食堂 前編

時代は更に進む。


今思えば一昔前までは気心の知れた者ばかりだった。

開店間際に塩が足りないってときも、その辺歩いてる誰かに

「塩持ってきておくれ」といえば直ぐに一袋届いた。

「夕飯頼む」と言われたら、何時に何人前準備しておけばいいかも分かっていた。

全員顔見知りで、朝から晩まで人手が足りないとなれば誰の仕事とも問わず働いていた。


そんな思い出に浸っているのは、ごく普通のおばあさん。

日課のように訪れ、小一時間お茶を飲む。

ぱったり来なくなる時もあるが、来ればいつも同じ席に座り、道を行き交う人を眺める。


誰も油や泥のついた服はもう着ていない。

あんな風が吹いただけで、ふわふわとなびくスカートなんてなかった。

みんな、動きやすく丈夫な服ばかり着てた。

腰に手を当てふんぞり返ってた昔のことを思い出し、一人少し笑みを浮かべる。


シャラシャラと遠くから音が聞こえる。

身を乗り出せば見えるだろうが、そんなことはしない。

続いてカポンカポンとリズミカルな音がする。

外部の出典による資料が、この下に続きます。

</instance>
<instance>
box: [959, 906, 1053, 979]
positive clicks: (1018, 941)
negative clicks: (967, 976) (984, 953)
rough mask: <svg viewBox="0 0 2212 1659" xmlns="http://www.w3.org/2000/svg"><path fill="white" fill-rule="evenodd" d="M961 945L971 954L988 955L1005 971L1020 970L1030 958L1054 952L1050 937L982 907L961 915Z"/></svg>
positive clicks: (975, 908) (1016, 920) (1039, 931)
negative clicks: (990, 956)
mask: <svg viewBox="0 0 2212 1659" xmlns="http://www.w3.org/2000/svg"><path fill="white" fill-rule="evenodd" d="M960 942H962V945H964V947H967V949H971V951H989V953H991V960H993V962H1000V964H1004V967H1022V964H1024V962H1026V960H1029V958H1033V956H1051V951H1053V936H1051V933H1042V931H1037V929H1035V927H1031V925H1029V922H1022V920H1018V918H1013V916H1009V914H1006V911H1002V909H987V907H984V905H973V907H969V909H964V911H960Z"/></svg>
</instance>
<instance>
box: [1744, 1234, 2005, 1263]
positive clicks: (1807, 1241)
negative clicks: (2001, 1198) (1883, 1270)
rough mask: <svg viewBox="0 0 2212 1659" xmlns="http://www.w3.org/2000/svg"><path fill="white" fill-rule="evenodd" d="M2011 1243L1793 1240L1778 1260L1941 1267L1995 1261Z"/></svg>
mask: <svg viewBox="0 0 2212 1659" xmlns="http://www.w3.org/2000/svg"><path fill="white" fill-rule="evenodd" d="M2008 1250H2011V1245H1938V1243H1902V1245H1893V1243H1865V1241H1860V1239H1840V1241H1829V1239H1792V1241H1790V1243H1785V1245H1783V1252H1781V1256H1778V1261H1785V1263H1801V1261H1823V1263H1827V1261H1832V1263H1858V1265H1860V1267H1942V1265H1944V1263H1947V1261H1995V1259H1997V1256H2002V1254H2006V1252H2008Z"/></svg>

いつも聞いてる蹄の音。

この辺の馬は遠くからわかるように鈴や音のするよう金属片のついた細い鎖を

身に着けている。

シャラシャラ言うのは馬車の馬。カラカラとキャビンが引かれ、向かいの

レストラン前に止まり、客が降りる。スタッフが自然だが無駄のない動きでに

店内に誘導する。


歩いて疲れる距離でもないだろうと思いながら眺める。

レストランやホテルに案内するために巡回する馬車。

毛艶も体躯もいい馬だ。人を運ぶより物を運ばせた方がいい。


最初に食堂を始めた時はテーブルも四つしかなくて、客もたまに来る船乗り程度。

忙しいわけでもなかったけど、最初のスタッフを雇うことになった。

自分がどこから来たのかもわからない10歳ぐらいの孤児。

行き場のない孤児がふらっと村に来た。

料理運び、掃除、配達をしてもらって、お小遣いと食事と家を与えた。

つまりは一緒に住むことにした。

どっから来たのか何をしてたのか聞いても、知らないという。

聞かれると辛そうだったから聞かないことにした。

配達先でこんなことがあった、お土産を貰ったとか楽しそうに話すが、すぐに暗い顔をする。

まるで楽しいことを悪いことだとでも思っているようで、時間がかかってもどうにかしてやろう思っていたが、突然居なくなった。


予兆はあったのだろうか。少し様子がおかしいと思った気もする、その直後にいなくなった、そんな気もするが、はっきりとはしない。

心配して探したし、皆にも聞いたが手掛かりもない、船乗りたちにも見かけたら教えてくれるように頼んだが、全くわからなかった。


周辺には森や草原しかない。道がないわけではないが、人のいる場所は遠く子供が歩けるような距離でもない。

考えたくもないが獣にでも襲われたのだろうかと、時間のある時に近くの森を調べたこともあっが何も見つからなかった。